Named for the Chinese Buddhist monks who cultivated it for centuries, monk fruit, also called luo han guo or LHG, is a small fuzzy fruit that grows on a vine like a cucumber. The monks use it to sweeten tea and promote long life. They simmer monk fruit (skin, flesh and seeds) in water to extract the sweetness. Depending on the extract, monk fruit is 150 to 500 times sweeter than an equal volume of sugar. And it has zero calories! Of all the non-caloric sweeteners on the market, monk fruit is said to taste most like sugar. It does have a mild off-note, but the aftertaste does not have chemical overtones and has less of stevia’s bitter, licorice taste.
Monk fruit has not been easy to find because Chinese law forbids the monk fruit’s seeds and genetic material from leaving China. BioVittoria, a New Zealand company, is working cooperatively with the Chinese government to manage the monk fruit supply chain. They cultivate the seedlings (as non-GMO), tend the plants with local growers, process the fruit and standardize the extract to ensure the level of quality needed for commercial use. BioVittoria shepherded monk fruit through the FDA’s approval process and, in 2013, monk fruit was placed on the FDA’s Generally Recognized As Safe (GRAS) list of additives.
For table consumption in the U.S., monk fruit is sold as Monk Fruit In The Raw by Cumberland Packing Corporation.

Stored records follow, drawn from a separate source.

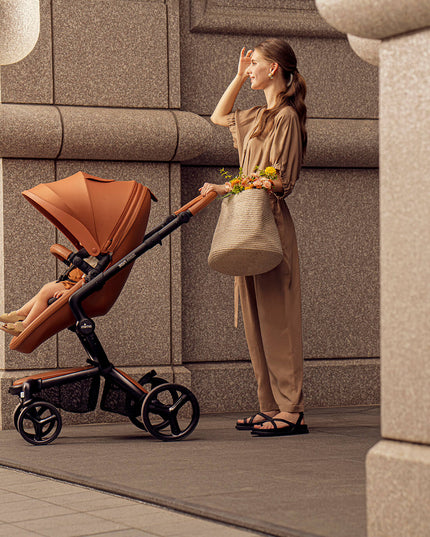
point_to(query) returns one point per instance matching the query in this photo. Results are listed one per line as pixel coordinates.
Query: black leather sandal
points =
(248, 423)
(290, 430)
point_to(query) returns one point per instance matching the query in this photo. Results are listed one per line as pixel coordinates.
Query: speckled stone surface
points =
(405, 237)
(336, 217)
(340, 85)
(30, 80)
(332, 143)
(28, 131)
(118, 134)
(341, 382)
(375, 18)
(132, 85)
(367, 49)
(398, 485)
(111, 53)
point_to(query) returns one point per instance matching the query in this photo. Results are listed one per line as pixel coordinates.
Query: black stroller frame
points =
(166, 410)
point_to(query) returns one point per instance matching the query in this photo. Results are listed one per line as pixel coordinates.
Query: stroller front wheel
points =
(170, 412)
(39, 423)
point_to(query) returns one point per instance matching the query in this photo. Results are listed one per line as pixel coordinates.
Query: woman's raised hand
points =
(244, 62)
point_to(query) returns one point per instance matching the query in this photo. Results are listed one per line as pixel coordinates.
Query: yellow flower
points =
(270, 170)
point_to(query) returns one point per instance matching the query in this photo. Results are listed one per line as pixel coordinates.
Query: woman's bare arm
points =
(226, 103)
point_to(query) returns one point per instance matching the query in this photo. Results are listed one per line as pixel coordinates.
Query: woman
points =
(271, 135)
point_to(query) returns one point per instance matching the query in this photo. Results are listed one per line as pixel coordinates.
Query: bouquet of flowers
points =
(258, 179)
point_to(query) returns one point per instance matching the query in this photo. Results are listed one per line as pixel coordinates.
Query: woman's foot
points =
(11, 317)
(247, 424)
(292, 417)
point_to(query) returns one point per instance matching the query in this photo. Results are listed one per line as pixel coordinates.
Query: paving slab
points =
(304, 486)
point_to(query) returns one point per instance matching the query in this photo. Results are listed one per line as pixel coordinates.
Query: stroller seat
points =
(103, 217)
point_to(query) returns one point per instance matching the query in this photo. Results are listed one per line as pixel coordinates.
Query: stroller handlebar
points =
(197, 204)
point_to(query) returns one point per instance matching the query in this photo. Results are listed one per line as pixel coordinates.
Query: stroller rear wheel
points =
(149, 383)
(170, 412)
(39, 423)
(16, 414)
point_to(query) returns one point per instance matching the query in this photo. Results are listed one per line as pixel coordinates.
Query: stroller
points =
(105, 219)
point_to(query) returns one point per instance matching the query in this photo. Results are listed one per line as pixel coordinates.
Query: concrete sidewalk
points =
(230, 483)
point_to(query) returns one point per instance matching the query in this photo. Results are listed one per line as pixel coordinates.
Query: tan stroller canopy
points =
(91, 212)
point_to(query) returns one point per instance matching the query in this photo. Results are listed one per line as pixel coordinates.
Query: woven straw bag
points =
(246, 240)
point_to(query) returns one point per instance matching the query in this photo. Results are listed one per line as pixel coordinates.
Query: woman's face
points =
(258, 71)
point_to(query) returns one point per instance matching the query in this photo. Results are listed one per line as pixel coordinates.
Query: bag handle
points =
(198, 203)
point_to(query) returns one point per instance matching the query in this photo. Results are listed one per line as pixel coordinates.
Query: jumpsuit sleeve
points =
(240, 123)
(286, 151)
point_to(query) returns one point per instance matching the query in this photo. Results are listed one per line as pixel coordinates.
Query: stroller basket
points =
(79, 396)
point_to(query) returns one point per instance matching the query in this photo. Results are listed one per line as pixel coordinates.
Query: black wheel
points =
(39, 423)
(16, 414)
(170, 412)
(149, 383)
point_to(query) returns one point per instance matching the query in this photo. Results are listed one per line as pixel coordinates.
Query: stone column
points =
(398, 467)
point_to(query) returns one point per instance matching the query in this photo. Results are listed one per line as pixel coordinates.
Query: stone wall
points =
(123, 89)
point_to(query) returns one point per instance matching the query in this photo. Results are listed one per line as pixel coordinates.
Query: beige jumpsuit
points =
(271, 302)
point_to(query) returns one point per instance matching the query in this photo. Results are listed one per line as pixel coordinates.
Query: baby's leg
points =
(39, 302)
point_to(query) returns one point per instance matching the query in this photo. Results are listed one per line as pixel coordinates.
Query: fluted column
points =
(398, 467)
(19, 32)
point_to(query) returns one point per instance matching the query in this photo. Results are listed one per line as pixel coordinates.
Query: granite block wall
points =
(123, 90)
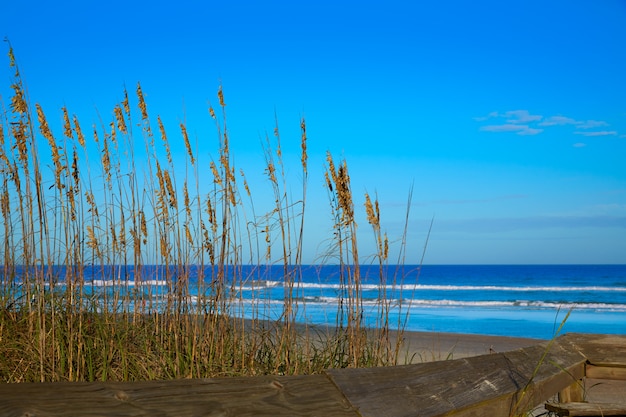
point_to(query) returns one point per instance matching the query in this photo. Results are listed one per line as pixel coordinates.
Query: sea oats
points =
(220, 95)
(303, 145)
(187, 144)
(125, 104)
(170, 189)
(119, 117)
(79, 132)
(186, 199)
(142, 103)
(245, 183)
(67, 126)
(166, 144)
(217, 178)
(188, 234)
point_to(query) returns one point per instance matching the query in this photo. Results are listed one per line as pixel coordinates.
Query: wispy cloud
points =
(499, 225)
(523, 122)
(559, 121)
(519, 129)
(496, 198)
(590, 124)
(598, 133)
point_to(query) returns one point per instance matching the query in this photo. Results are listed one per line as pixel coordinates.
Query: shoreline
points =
(421, 346)
(428, 346)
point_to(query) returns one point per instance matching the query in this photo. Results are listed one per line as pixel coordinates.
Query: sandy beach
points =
(432, 346)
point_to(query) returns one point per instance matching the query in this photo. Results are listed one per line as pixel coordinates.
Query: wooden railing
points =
(499, 384)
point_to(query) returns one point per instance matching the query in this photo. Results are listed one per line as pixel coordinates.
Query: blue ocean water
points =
(506, 300)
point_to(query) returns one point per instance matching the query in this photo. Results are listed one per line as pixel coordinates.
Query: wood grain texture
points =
(259, 396)
(499, 384)
(587, 409)
(493, 384)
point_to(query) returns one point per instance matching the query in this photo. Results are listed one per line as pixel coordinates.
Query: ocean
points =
(503, 300)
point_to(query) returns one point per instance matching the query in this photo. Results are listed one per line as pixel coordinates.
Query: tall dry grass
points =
(108, 203)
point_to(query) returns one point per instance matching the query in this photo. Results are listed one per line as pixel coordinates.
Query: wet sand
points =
(432, 346)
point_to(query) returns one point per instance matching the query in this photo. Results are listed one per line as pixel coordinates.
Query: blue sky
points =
(508, 119)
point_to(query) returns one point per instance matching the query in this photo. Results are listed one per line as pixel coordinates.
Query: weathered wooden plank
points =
(587, 409)
(497, 384)
(606, 372)
(484, 385)
(573, 393)
(313, 395)
(599, 349)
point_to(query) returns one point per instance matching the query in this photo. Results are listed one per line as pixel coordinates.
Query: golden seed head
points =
(142, 103)
(220, 95)
(303, 145)
(79, 133)
(119, 117)
(67, 126)
(187, 144)
(164, 139)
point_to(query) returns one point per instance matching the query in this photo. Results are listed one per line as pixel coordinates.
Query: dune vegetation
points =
(107, 203)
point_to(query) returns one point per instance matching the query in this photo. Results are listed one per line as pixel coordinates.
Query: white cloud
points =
(519, 129)
(522, 122)
(600, 133)
(589, 124)
(559, 121)
(521, 116)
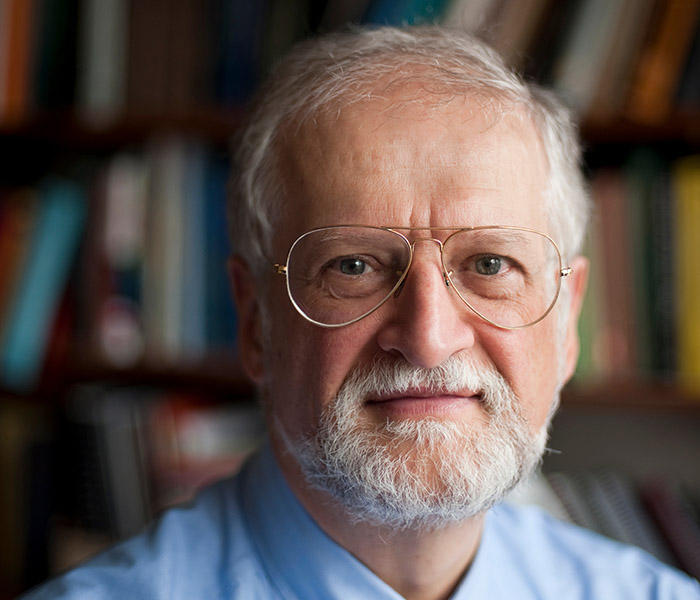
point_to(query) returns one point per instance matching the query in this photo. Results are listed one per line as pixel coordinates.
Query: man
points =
(407, 216)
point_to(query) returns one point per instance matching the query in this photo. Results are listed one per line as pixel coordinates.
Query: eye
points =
(352, 266)
(488, 265)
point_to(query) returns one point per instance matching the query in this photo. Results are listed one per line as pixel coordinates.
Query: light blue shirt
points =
(249, 538)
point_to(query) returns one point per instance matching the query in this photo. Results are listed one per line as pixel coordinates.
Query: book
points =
(614, 79)
(21, 35)
(147, 63)
(116, 255)
(195, 442)
(338, 13)
(55, 54)
(18, 218)
(53, 245)
(586, 49)
(403, 12)
(238, 28)
(686, 178)
(616, 342)
(471, 16)
(102, 60)
(660, 65)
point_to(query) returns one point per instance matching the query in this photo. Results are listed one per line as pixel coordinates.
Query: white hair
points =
(339, 69)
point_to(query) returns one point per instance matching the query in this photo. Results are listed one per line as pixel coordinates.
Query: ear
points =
(577, 283)
(245, 293)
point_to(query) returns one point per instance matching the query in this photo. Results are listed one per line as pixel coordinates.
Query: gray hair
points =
(340, 69)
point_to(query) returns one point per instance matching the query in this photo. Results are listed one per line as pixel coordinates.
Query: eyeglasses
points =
(509, 276)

Monk Fruit In The Raw combines the monk fruit extract with dextrose to make it more like table sugar and to dilute its intense sweetness. The product dissolves quickly in hot liquids and it is heat stable so you can cook and bake with it. Conversion information, cooking tips, and recipes can be found at In the Raw’s website.
Earlier in 2014, Nectresse, a product that combined monk fruit extract with erythritol (a sugar alcohol), sugar, and molasses was discontinued due to lack of sales. With limited production in China, perhaps it was too expensive, or maybe it wasn’t pure enough to meet consumer demand for an all-natural sweetener.
Either way, monk fruit sweetener for the table is here to stay, and if those manufacturers are lucky, monk fruit will be formulated into diet foods far and away. It is on trend with consumer preference for natural ‘good for you’ sweeteners. For anyone looking to trim sugar, monk fruit is definitely worth a try, especially, as the monks preferred, in a cup of tea.